In the center of our graph are web pages. We know their URL address, text embedding value, and whether or not the web scraper extracted text from the page. Pages can also link or redirect to other pages, which is represented with according relationship. As a part of the NLP workflow, we have also detected keywords on the site, which we will store as separate nodes.

Check out the preprocessing notebook if you are interested in the code implementation of the data import. Otherwise, we will jump straight to the network analysis part.

Network Analysis

I have prepared a Neo4j database dump if you don’t want to scrape the Neo4j documentation but would still like to follow the network analysis examples.

Sample subgraph of the Neo4j documentation website knowledge graph. Image by the author.

I will walk you through some website network analysis examples that I found interesting.
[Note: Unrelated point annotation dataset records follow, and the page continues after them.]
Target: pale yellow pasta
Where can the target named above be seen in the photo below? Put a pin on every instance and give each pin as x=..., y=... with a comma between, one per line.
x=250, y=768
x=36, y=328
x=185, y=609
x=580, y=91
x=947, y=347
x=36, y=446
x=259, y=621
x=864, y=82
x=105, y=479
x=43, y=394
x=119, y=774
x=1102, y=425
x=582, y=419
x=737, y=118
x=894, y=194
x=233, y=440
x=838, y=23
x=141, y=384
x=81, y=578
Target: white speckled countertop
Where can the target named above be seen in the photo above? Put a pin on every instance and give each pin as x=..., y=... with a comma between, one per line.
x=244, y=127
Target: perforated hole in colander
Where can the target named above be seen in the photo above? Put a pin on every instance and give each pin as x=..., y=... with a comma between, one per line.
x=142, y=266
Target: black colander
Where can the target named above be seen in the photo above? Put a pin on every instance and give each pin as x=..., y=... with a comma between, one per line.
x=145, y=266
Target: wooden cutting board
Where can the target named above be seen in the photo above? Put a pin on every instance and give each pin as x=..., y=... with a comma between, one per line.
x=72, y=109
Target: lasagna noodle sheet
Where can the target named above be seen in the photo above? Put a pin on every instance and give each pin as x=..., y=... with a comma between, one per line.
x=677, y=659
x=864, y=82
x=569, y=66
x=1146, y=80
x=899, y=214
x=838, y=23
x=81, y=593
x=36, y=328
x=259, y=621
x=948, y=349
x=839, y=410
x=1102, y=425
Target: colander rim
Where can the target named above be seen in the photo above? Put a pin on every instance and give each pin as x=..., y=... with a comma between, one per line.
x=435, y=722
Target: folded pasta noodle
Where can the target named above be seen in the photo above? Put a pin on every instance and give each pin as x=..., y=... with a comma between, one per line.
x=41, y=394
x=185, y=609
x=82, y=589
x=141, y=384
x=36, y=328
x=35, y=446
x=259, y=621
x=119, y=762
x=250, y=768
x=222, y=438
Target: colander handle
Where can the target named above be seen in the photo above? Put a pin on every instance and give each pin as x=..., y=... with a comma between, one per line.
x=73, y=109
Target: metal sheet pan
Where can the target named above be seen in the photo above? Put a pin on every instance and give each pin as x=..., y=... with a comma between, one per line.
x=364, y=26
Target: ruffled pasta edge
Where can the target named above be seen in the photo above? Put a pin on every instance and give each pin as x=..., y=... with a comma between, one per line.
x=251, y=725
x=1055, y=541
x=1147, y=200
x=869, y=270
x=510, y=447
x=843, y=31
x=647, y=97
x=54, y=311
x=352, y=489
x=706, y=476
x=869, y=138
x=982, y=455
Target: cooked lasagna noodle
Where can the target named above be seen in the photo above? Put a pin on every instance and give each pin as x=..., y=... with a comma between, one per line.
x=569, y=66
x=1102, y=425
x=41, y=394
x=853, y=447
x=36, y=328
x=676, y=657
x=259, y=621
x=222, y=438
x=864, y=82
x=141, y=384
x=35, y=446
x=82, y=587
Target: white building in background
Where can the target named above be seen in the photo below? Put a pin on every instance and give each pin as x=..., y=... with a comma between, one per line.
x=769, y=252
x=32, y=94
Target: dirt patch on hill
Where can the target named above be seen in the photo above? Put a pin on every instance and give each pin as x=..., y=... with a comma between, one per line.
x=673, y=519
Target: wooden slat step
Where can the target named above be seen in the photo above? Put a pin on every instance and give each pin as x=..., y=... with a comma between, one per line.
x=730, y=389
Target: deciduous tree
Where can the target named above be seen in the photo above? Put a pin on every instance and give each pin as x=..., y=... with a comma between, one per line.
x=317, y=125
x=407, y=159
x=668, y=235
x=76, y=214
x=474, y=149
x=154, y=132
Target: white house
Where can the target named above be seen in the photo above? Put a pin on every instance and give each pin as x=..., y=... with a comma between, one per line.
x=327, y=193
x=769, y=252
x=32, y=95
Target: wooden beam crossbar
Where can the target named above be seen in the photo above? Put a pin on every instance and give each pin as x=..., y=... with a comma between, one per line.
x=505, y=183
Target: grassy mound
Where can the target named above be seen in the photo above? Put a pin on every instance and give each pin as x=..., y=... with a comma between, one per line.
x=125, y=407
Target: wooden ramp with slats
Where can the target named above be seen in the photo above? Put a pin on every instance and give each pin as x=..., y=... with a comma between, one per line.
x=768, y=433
We will be using the Graph Data Science Python client, which is ideal tool to perform network analysis with Neo4j from Python.

The Jupyter Notebook with all the relevant code for the network analysis is available on GitHub.

Overall statistics

First of, we will begin by evaluating the size of our dataset by counting the number of nodes and relationships with the apoc.meta.stats procedure.

gds.run_cypher("""
CALL apoc.meta.stats()
YIELD labels, relTypesCount
""")

Our knowledge graph has 15370 pages and 4199 keywords, along with 62365 links and 723 redirects. I was not expecting this many pages. However, considering that the documentation covers multiple products across multiple versions, it makes sense that the number of pages on a website can explode. Additionally, many links point to pages outside the Neo4j website.

Next, we will evaluate from how many pages we successfuly retrieved content information.

gds.run_cypher("""
MATCH (p:Page)
RETURN p.has_text AS has_text,
       count(*) AS count
""")

We have successfully retrieved the content and calculated text embeddings from 9688 web pages. The web scraper focused on recovering content from the documentation website while mostly ignoring the structure and text of the product and similar pages. Therefore, there are 2972 on the Neo4j website for which we haven’t retrieved content. Finally, the Neo4j website links to 2710 outside its primary domain. Pages outside of the Neo4j documentation website were explicitly ignored during web scraping.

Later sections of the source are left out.